We also want these materials to be reusable and open. The sources are in the source GitHub repository with a Creative Commons license attached (see below).

To cite this work, we suggest:

@online{aml4td.tidymodels,
  Author = {Kuhn, M and Johnson, K},
  title = {{Tidymodels Computing Supplement to Applied Machine Learning for Tabular Data}},
  year = {2023},
  url = { https://tidymodels.aml4td.org},
  urldate = {2024-09-23}
}

License

This work is licensed under CC BY-SA 4.0

Intended Audience

Readers should have used R before but do not have to be experts.

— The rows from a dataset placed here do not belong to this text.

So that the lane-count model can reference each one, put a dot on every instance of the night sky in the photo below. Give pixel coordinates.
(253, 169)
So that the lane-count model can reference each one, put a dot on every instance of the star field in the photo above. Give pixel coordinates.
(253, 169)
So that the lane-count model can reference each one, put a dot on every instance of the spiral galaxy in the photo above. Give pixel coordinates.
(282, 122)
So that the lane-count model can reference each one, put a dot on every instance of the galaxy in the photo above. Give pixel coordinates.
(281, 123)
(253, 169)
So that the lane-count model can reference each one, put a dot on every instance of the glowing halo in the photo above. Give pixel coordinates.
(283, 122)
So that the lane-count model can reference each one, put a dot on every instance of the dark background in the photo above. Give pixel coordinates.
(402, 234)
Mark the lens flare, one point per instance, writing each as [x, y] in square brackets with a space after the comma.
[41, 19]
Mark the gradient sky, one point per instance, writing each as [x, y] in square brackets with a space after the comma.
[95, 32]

If you are new to R, we suggest taking a look at R for Data Science.

You do not have to be a modeling expert either. We hope that you have used a linear or logistic regression before and understand basic statistical concepts such as correlation, variability, probabilities, etc.

How can I ask questions?

If you have questions about the content, it is probably best to ask on a public forum, like cross-validated or Posit Community. You’ll most likely get a faster answer there if you take the time to ask the questions in the best way possible.

If you want a direct answer from us, you should follow what I call Yihui’s Rule: add an issue to GitHub (labeled as “Discussion”) first. It may take some time for us to get back to you.

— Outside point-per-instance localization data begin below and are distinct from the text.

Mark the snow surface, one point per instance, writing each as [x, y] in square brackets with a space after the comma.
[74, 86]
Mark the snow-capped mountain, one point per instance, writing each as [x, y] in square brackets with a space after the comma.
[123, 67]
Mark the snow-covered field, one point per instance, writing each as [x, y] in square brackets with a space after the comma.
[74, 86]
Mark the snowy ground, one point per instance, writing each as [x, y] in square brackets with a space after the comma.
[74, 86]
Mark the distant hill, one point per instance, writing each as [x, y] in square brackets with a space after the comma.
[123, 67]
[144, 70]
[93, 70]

If you think there is a bug, please file an issue.

Can I contribute?

There is a contributing page with details on how to get up and running to compile the materials (there are a lot of software dependencies) and suggestions on how to help.

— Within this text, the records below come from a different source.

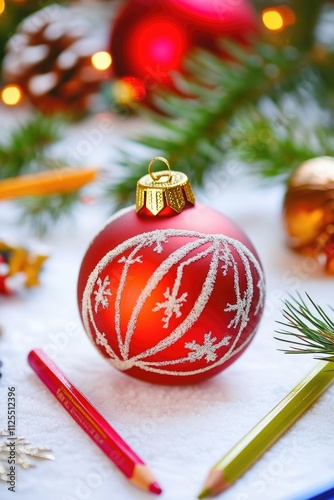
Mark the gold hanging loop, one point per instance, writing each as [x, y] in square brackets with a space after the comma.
[167, 188]
[157, 176]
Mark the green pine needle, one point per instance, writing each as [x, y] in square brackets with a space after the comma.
[27, 148]
[309, 330]
[223, 120]
[43, 212]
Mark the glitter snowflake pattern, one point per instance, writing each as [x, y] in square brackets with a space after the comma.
[102, 293]
[158, 240]
[25, 453]
[208, 349]
[172, 305]
[241, 310]
[224, 256]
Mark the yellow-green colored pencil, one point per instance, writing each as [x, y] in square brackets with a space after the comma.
[268, 430]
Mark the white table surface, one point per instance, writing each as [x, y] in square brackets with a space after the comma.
[179, 431]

If you just want to fix a typo, you can make a pull request to alter the appropriate .qmd file.

Please feel free to improve the quality of this content by submitting pull requests. A merged PR will make you appear in the contributor list.

Computing Notes

Quarto was used to compile and render the materials

Quarto 1.6.3
[✓] Checking versions of quarto binary dependencies...
      Pandoc version 3.2.0: OK
      Dart Sass version 1.70.0: OK
      Deno version 1.41.0: OK
      Typst version 0.11.0: OK
[✓] Checking versions of quarto dependencies......OK
[✓] Checking Quarto installation......OK
      Version: 1.6.3
[✓] Checking tools....................OK
      TinyTeX: (external install)
      Chromium: (not installed)
[✓] Checking LaTeX....................OK
      Using: TinyTex
      Version: 2023
[✓] Checking basic markdown render....OK
[✓] Checking Python 3 installation....OK
      Version: 3.9.18
      Jupyter: (None)
      Jupyter is not available in this Python installation.
[✓] Checking R installation...........OK
      Version: 4.4.1
      LibPaths:
      knitr: 1.48
      rmarkdown: 2.28
[✓] Checking Knitr engine render......OK

R version 4.4.1 (2024-06-14) was used for the majority of the computations. torch 2.0.1 was also used. The versions of the primary R modeling and visualization packages used here are:

aorsf (0.1.5) bestNormalize (1.9.1) brulee (0.3.0)
caret (6.0-94) Cubist (0.4.4) dials (1.3.0)
dimRed (0.2.6) downlit (0.4.4.9000) dplyr (1.1.4)
e1071 (1.7-16) embed (1.1.4) fastICA (1.2-5.1)
finetune (1.2.0) ggplot2 (3.5.1) gt (0.11.0)
hardhat (1.4.0) hstats (1.2.1) igraph (2.0.3)
lme4 (1.1-35.5) Matrix (1.7-0) mixOmics (6.25.1)
modeldata (1.4.0) modeldatatoo (0.3.0) naniar (1.1.0)
parsnip (1.2.1) patchwork (1.3.0) probably (1.0.3)
purrr (1.0.2) ragg (1.3.3) RANN (2.6.2)
recipes (1.1.0) rmarkdown (2.28) rsample (1.2.1)
RSpectra (0.16-2) rstudioapi (0.16.0) rules (1.0.2)
sf (1.0-17) sfd (0.1.0) spatialsample (0.5.1)
splines2 (0.5.3) stopwords (2.3) textrecipes (1.0.6)
tidymodels (1.2.0) tidyr (1.3.1) tidysdm (0.9.5)
torch (0.13.0) tune (1.2.1) usethis (3.0.0)
viridis (0.6.5) workflows (1.1.4) workflowsets (1.1.0)
xml2 (1.3.6) yardstick (1.3.1)